Historically, the outcomes for individuals with triple-class refractory and penta-drug refractory multiple myeloma (MM) have been poor because of a dearth of effective treatment options. However, the advent of chimeric antigen receptor (CAR) T-cell and T-cell redirecting bispecific antibody (BsAb) therapies has led to unprecedented response rates and durations of response in heavily relapsed/refractory (R/R) populations. Currently, two B-cell maturation antigen (BCMA)-directed CAR T-cell therapies (idecabtagene vicleucel and ciltacabtagene autoleucel) as well as one BCMA/CD3 BsAb (teclistamab) have been approved for late-line (greater than four previous lines) R/R MM in the United States. The purpose of this review is to analyze the recent data for these approved therapies as well as provide an overview of other related CAR T-cell and BsAb therapies under development, including non-BCMA-targeting agents.

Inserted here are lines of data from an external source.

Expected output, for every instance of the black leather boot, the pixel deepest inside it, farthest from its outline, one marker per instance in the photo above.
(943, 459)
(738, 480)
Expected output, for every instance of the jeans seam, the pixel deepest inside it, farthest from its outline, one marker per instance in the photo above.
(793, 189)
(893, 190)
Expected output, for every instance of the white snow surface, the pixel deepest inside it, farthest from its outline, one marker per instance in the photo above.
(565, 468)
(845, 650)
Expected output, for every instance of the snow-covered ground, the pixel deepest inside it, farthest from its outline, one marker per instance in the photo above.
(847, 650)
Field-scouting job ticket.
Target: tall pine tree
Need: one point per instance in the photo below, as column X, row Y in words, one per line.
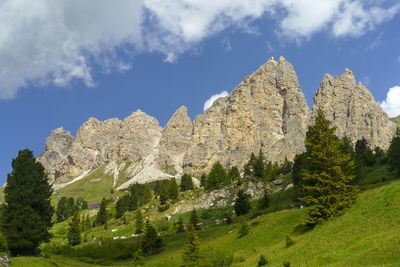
column 327, row 178
column 394, row 152
column 101, row 217
column 27, row 212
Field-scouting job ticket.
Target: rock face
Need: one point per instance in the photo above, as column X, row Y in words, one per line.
column 266, row 111
column 353, row 110
column 174, row 142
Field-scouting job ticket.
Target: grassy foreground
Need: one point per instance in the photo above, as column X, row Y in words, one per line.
column 366, row 235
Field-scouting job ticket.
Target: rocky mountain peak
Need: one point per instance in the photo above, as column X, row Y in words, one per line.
column 267, row 111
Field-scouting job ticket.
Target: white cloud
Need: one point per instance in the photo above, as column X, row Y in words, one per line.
column 392, row 103
column 211, row 100
column 54, row 41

We review efficacy and safety considerations, with particular focus on cytokine release syndrome, neurotoxicity, and infection risk. The relative merits and limitations of each class of therapy are discussed, as well as the areas of unmet need with respect to optimal sequencing and supportive care measures. We examine the factors that challenge equitable access to these novel therapies across minoritized racial, ethnic, and socioeconomic populations. Although it is evident that CAR T-cell and BsAb therapies will transform treatment paradigms in MM for years to come, significant work remains to identify the optimal utilization of these novel therapies and ensure equitable access.

FIG 1.

Mechanism of action of CAR T-cell and BsAb therapies in MM. (A) The engineered CAR T cells recognize and engage with the target antigen (eg, BCMA) on the surface of the myeloma cell, leading to activation of the CAR T cell with subsequent release of perforin, granzymes, and cytokines, leading to cytolysis of the tumor cell. (B) A BsAb simultaneously engages the target antigen (eg, BCMA) on the myeloma cell as well as CD3 on the T cell, leading to an immunologic synapse and cytolysis of the tumor cell via release of perforin, granzymes, and cytokines. (C) Examples of the designs of several types of T-cell–redirecting agents developed as anti-BCMA therapies in MM. Currently only teclistamab, a BsAb, has achieved FDA approval for the treatment of relapsed/refractory myeloma. BCMA, B-cell maturation antigen; BiTE, bispecific T-cell engager; BsAb, bispecific antibody; CAR, chimeric antigen receptor; FDA, US Food and Drug Administration; MM, multiple myeloma; TCE, T-cell engager; TriTAC, trispecific T-cell–activating construct.